Once my teammates and I arrived to Sac on race morning, we ran a couple mile warm-up and then settled into the corrals pretty easily. The course was somewhat weird, though I imagine much more logistically easier to manage than other alternatives: two 5-mile loops, with scenery that included brief residential sections, a bike path, some industrial/office park area, and then a quick little jaunt through the mall area outside the Capitol. The race also offered a 5k distance — not part of the PA race — that began earlier in the morning, so I imagine that it was much easier to cordon off such a comparatively smaller section and less scenic portion of Sac and West Sacramento than, say, what the city had to do for a bigger race, like CIM. The Sactown 10 course, itself, was pretty average in my book, not really anything to write home about, and not particularly memorable, though with its very few inclines, I could see how it’d lend itself to some fast 10-mile times (which would make it memorable for many!).

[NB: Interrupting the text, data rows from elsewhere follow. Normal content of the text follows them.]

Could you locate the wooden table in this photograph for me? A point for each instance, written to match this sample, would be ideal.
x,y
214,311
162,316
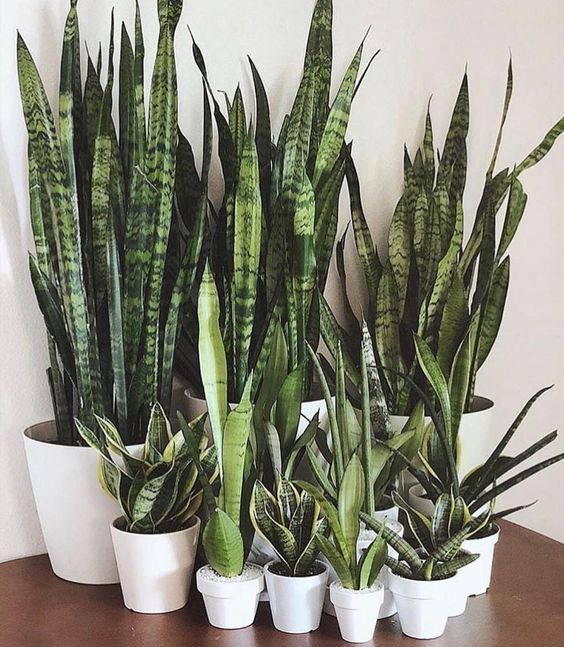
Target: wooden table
x,y
524,608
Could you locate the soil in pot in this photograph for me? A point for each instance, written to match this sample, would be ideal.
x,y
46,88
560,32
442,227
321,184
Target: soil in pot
x,y
296,602
231,602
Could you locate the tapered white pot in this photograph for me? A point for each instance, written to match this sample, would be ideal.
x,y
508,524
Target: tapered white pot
x,y
423,607
231,602
357,611
155,571
479,573
74,512
475,438
296,602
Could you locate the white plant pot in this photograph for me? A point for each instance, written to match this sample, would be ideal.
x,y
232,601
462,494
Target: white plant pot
x,y
423,607
478,574
74,512
231,602
476,441
155,571
296,602
357,611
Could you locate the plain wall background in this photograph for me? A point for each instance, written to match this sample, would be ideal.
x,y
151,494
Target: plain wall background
x,y
425,47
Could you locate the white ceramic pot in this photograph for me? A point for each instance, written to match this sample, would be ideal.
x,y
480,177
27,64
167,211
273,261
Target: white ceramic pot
x,y
296,602
475,437
423,607
478,574
357,611
231,602
74,512
155,571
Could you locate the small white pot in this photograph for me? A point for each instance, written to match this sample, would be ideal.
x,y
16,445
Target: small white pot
x,y
357,611
74,512
296,602
478,574
423,607
476,439
231,602
155,571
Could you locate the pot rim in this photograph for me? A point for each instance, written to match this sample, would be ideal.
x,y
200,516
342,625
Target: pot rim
x,y
267,566
194,522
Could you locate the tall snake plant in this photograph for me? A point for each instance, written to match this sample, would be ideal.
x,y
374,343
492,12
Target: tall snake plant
x,y
110,270
274,232
450,292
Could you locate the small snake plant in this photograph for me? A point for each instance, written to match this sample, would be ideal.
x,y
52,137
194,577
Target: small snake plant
x,y
157,490
438,554
289,521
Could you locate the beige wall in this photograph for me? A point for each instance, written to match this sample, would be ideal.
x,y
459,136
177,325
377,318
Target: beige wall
x,y
425,47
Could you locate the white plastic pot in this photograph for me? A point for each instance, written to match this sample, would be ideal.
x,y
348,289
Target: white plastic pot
x,y
357,611
478,574
423,607
231,602
155,571
475,437
296,602
74,512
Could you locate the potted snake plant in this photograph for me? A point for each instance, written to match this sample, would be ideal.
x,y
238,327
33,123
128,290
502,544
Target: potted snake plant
x,y
276,226
230,587
356,593
96,192
158,491
433,282
289,521
427,581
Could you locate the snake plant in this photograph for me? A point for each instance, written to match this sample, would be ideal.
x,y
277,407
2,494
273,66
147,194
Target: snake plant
x,y
109,273
482,485
430,282
353,571
438,554
158,490
382,453
289,521
223,537
274,232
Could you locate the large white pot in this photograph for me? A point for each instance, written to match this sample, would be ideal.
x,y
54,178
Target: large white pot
x,y
74,512
296,602
155,571
231,602
423,607
475,437
357,611
478,574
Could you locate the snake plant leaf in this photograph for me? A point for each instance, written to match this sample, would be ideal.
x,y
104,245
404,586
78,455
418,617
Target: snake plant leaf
x,y
248,215
288,408
542,149
371,563
515,209
214,370
337,122
223,544
235,438
367,251
379,414
45,148
336,560
160,163
350,500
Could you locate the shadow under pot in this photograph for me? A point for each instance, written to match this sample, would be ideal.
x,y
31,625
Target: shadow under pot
x,y
423,606
155,570
231,602
74,512
296,603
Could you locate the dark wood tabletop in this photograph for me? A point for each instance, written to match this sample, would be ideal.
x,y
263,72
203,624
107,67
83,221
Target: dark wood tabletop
x,y
524,608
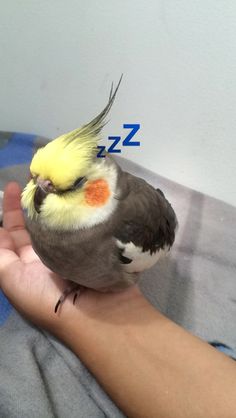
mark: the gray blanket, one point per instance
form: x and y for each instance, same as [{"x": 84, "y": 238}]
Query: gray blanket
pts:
[{"x": 195, "y": 286}]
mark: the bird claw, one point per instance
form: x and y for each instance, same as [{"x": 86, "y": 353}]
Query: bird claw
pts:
[{"x": 73, "y": 287}]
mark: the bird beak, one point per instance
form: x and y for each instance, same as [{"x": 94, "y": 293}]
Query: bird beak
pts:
[{"x": 44, "y": 187}]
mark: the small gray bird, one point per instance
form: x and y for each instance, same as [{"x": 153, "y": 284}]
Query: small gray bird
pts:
[{"x": 92, "y": 223}]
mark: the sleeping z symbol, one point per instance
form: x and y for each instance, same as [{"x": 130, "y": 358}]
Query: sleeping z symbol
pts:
[{"x": 116, "y": 139}]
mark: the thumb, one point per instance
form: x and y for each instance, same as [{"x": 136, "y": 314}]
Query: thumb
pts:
[{"x": 8, "y": 258}]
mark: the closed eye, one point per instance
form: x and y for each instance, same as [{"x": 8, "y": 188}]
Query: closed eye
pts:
[{"x": 78, "y": 182}]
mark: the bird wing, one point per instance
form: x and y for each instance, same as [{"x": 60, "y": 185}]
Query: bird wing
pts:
[{"x": 147, "y": 224}]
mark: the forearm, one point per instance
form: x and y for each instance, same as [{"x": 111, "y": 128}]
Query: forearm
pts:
[{"x": 150, "y": 366}]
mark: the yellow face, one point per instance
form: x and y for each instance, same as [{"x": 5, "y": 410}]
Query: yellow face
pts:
[{"x": 67, "y": 205}]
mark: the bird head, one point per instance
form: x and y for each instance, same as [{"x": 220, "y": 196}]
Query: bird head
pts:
[{"x": 70, "y": 187}]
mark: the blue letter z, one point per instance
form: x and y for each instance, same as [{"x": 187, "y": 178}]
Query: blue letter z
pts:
[
  {"x": 100, "y": 153},
  {"x": 134, "y": 129},
  {"x": 115, "y": 140}
]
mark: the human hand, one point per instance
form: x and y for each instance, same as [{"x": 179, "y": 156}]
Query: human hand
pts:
[{"x": 30, "y": 286}]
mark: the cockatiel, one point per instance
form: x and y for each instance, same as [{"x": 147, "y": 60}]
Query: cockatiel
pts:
[{"x": 92, "y": 223}]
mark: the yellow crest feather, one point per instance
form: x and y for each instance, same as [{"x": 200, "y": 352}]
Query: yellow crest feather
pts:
[{"x": 69, "y": 156}]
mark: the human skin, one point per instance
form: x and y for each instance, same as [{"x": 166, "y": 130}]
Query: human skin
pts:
[{"x": 149, "y": 366}]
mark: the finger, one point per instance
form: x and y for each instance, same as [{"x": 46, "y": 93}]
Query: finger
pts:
[
  {"x": 8, "y": 259},
  {"x": 13, "y": 220},
  {"x": 6, "y": 241}
]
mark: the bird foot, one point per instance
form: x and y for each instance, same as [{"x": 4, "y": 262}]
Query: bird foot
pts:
[{"x": 73, "y": 287}]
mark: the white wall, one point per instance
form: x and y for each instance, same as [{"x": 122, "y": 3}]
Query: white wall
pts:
[{"x": 178, "y": 57}]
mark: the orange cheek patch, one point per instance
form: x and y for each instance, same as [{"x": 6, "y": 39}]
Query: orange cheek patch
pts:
[{"x": 97, "y": 193}]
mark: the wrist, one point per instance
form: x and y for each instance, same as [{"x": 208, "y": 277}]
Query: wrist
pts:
[{"x": 99, "y": 315}]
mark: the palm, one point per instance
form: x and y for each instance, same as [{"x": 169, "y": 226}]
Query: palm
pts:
[{"x": 29, "y": 285}]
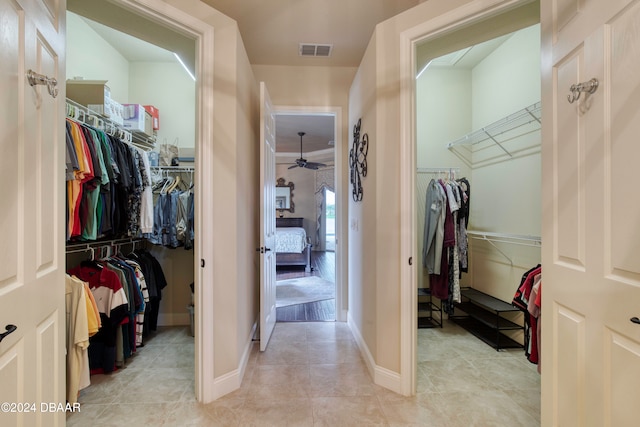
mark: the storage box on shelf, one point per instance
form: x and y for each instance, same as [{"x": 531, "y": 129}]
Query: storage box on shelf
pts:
[
  {"x": 426, "y": 310},
  {"x": 155, "y": 116},
  {"x": 137, "y": 119},
  {"x": 485, "y": 318}
]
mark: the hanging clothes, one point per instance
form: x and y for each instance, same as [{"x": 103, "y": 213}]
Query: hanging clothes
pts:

Without a lot of fanfare, we were all off and running our two laps. It was a sunny and gorgeous spring morning, and by the race’s end, it felt like it had warmed up considerably. I felt pretty good throughout my race, just chugging along and doing my thing, and reminded myself how lucky I was to be there, doing what I was doing, given what could have been a dramatically different outcome just nine weeks earlier.

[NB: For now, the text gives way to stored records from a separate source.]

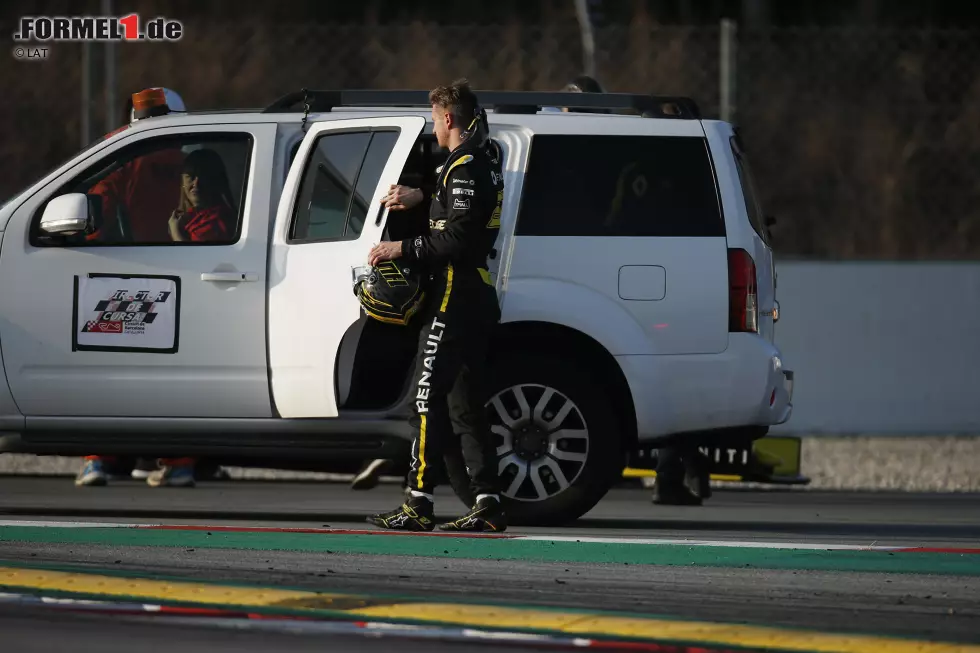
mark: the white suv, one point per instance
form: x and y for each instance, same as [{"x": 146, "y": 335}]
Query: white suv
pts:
[{"x": 634, "y": 271}]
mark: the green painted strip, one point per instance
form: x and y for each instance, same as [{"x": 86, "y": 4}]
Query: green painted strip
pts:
[{"x": 529, "y": 550}]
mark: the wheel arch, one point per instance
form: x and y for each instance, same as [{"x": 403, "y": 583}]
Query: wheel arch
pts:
[{"x": 550, "y": 337}]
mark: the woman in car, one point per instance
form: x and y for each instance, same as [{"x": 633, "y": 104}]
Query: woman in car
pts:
[{"x": 205, "y": 211}]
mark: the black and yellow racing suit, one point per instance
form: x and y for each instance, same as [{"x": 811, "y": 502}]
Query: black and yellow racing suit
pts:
[{"x": 459, "y": 317}]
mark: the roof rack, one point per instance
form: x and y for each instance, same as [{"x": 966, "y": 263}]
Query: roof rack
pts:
[{"x": 650, "y": 106}]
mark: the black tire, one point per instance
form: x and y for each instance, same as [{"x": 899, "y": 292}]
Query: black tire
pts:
[{"x": 603, "y": 464}]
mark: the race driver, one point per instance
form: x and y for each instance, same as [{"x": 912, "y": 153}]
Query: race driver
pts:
[{"x": 460, "y": 315}]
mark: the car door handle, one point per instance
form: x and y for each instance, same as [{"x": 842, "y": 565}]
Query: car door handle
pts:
[{"x": 229, "y": 276}]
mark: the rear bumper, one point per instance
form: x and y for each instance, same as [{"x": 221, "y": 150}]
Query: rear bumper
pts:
[{"x": 745, "y": 385}]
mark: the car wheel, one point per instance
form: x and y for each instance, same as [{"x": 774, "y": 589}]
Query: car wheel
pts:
[{"x": 559, "y": 444}]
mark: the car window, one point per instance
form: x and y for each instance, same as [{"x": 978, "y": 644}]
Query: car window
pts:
[
  {"x": 200, "y": 180},
  {"x": 752, "y": 204},
  {"x": 338, "y": 183},
  {"x": 637, "y": 186}
]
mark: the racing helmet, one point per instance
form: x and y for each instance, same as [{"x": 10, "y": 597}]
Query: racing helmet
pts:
[{"x": 390, "y": 291}]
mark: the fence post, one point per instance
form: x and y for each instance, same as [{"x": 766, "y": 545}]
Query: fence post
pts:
[
  {"x": 588, "y": 39},
  {"x": 727, "y": 69},
  {"x": 111, "y": 111},
  {"x": 86, "y": 114}
]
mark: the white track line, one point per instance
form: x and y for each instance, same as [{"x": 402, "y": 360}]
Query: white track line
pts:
[{"x": 803, "y": 546}]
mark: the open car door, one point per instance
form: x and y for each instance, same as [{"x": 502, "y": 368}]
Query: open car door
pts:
[{"x": 329, "y": 218}]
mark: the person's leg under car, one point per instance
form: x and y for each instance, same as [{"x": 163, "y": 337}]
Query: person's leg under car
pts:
[
  {"x": 174, "y": 472},
  {"x": 669, "y": 488}
]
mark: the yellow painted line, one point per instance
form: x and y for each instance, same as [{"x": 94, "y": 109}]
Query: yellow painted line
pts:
[
  {"x": 658, "y": 629},
  {"x": 496, "y": 617},
  {"x": 63, "y": 581},
  {"x": 629, "y": 472}
]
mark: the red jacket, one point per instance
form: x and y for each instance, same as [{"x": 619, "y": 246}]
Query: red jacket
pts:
[
  {"x": 211, "y": 223},
  {"x": 148, "y": 189}
]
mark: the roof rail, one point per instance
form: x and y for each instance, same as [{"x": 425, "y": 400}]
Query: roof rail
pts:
[{"x": 650, "y": 106}]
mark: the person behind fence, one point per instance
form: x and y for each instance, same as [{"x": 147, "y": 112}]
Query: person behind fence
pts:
[{"x": 459, "y": 317}]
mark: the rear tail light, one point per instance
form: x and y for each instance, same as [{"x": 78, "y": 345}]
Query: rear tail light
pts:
[{"x": 743, "y": 298}]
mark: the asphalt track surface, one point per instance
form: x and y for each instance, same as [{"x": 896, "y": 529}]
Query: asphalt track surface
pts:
[{"x": 924, "y": 601}]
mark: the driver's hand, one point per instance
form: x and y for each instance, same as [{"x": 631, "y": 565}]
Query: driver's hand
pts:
[{"x": 400, "y": 198}]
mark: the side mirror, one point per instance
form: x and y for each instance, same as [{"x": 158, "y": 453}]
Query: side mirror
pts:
[{"x": 67, "y": 215}]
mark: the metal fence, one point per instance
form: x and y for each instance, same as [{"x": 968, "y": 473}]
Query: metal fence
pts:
[{"x": 866, "y": 141}]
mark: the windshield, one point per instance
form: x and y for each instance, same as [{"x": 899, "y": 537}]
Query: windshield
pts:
[{"x": 93, "y": 144}]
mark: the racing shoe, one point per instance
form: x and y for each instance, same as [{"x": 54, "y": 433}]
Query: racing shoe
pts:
[
  {"x": 91, "y": 474},
  {"x": 486, "y": 516},
  {"x": 416, "y": 514}
]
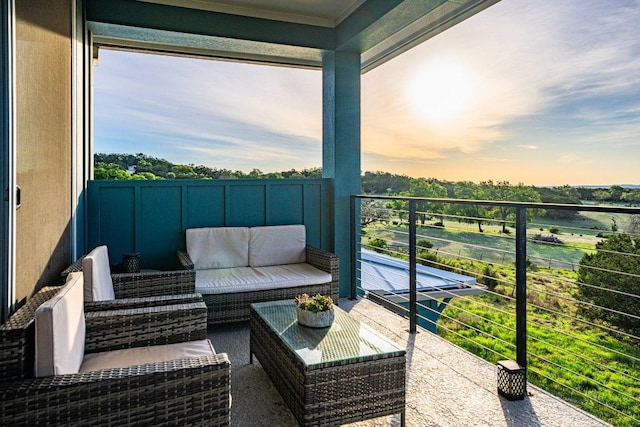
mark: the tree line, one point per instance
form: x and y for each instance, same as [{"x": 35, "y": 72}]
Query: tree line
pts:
[{"x": 142, "y": 166}]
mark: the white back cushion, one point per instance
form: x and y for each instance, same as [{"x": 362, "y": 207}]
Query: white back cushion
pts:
[
  {"x": 277, "y": 245},
  {"x": 218, "y": 247},
  {"x": 98, "y": 285},
  {"x": 60, "y": 330}
]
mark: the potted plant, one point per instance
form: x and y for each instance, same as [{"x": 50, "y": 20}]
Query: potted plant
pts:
[{"x": 316, "y": 311}]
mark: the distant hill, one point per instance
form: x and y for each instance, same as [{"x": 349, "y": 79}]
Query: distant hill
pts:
[{"x": 142, "y": 166}]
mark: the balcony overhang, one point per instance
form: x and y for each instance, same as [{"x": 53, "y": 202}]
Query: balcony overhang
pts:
[{"x": 295, "y": 33}]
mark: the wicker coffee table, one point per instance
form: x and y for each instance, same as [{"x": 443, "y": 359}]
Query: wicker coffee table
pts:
[{"x": 345, "y": 373}]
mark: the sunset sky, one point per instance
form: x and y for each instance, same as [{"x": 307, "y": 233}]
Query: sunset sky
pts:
[{"x": 543, "y": 93}]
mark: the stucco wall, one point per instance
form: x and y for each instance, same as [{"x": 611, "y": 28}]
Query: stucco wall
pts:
[{"x": 43, "y": 132}]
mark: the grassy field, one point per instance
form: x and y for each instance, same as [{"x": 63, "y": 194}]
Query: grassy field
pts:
[{"x": 580, "y": 362}]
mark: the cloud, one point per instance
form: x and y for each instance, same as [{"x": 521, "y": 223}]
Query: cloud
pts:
[
  {"x": 220, "y": 114},
  {"x": 530, "y": 60},
  {"x": 548, "y": 80}
]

right off the yellow bridge, coming through the Capitol mall area, and going out for round two. (PC: WRC)

I tried to stay as evenly-paced as possible and ended up with a 7:40 average, with about a 20 second positive split, on a course that seemed to be at least .1 mile long, based on what I had heard from many of my teammates and what I had read about from last year’s race. (GPS and race distance discrepancies are part and parcel in this sport, it seems, and I try not to get too hung up about it. I’m assuming that it was USATF certified, since it was a PA race and all, so I figure being off .1 or so probably falls within the suitable discrepancy range for certification. For their purposes, it’s surely better to be over by a little than under).

 

the yellow bridge, not far from the finish line, IIRC

By the end of the day, I had posted 14 miles, with the warm-up and cool-down miles I shared with my team, which amounted to my biggest volume day post-stroke and just shy of 40 for the week, another new volume record post-stroke. It was honestly fantastic to be in Sac with my team, to be able to share the miles and the experience with them (including some awesome PRs!), and even with me being the DFL Wolfpack finisher that day, I honestly didn’t care; I was (am) just happy to be there, doing what I love to do. A little perspective can go a long way.

team cheesin’ (PC: WRC)

 

Running Sactown also gave me some good feedback about how my fitness was shaping up in the 4.5 weeks of running that I had been doing post-stroke and would help give Lisa and me both some direction as I begin training for the SF Marathon in earnest. Plus, Sactown was an excellent and fairly low-key and low-pressure stepping stone for me in April in advance of the Silicon Valley half marathon a week later and a couple April 5k races, too. There was definitely a point in my life where I’d only sign up for a race if I felt like I were in “racing shape,” but now — post-stroke or otherwise — I’m more inclined to sign-up and just run without expectation, being happy with whatever I can do on the day, with whatever effort I can muster. Race day is so fun, besides, and the feedback it can give you — the feedback I get from racing, anyway — is pretty invaluable. That, coupled with the social aspect that the morning brings — you can’t get much better than that.